Diego Costa uważa, że każdy powinien spełniać swoje marzenia. A Griezmanna marzeniem była gra u boku Leo Messiego.
– Nie próbowałem zatrzymać Antoine’a w naszym klubie. Gdyby zapytał mnie o zdanie, powiedziałbym mu, że każdy człowiek musi przeżyć różne doświadczenia. On został mistrzem świata, ja zdobyłem mistrzostwo Hiszpanii z Atlético w 2014 roku. Kiedy w pewnym momencie zdałem sobie sprawę, że chcę odejść, przeniosłem się do Chelsea. Byłem bardzo szczęśliwy. Kiedy odchodzisz z klubu, to nie oznacza, że jesteś niewdzięcznikiem. Po prostu chcesz przeżyć coś nowego – powiedział Diego Costa.
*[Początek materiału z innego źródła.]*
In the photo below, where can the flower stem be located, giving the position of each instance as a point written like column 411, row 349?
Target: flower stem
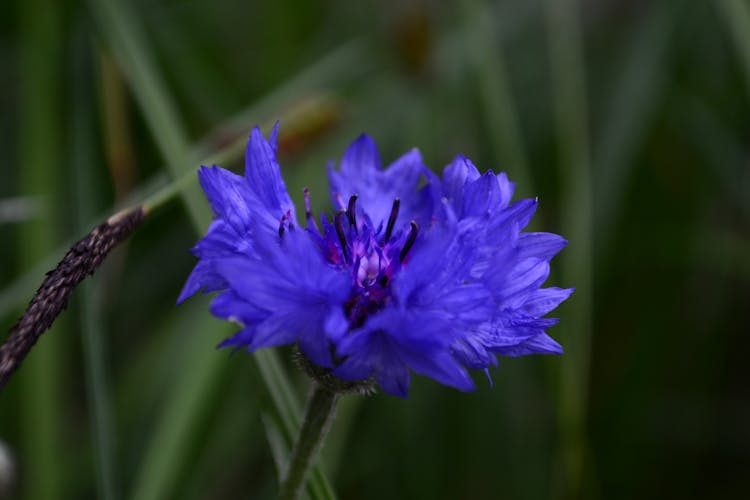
column 318, row 416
– Griezmann chciał czegoś nowego. Dostał to w Barcelonie. Zawsze był szczęśliwy z nami i dawał to odczuć w szatni. Mam nadzieję, że nigdy tego nie zatraci. Jeśli chodzi o sposób jego odejścia z klubu, to wydarzenia sprzed roku nie miały żadnego znaczenia. Być może jednak wielu poczuło się urażonych tym, w jaki sposób ostatecznie opuścił Atlético. Gdyby nie wydarzyły się te wszystkie rzeczy, odejście odbyłoby się w spokojnym nastroju. Przecież to jest coś zupełnie normalnego. Marzeniem Griezmanna była gra u boku Messiego i Suáreza. Wszyscy dobrze wiemy, jakim piłkarzem jest Antoine. Zawodnicy zawsze chcą próbować nowych rzeczy. To normalne, że chciał przenieść się do Barcelony i przekonać się, czy tam również może być tak ważnym piłkarzem – dodał napastnik Atletico Madryt.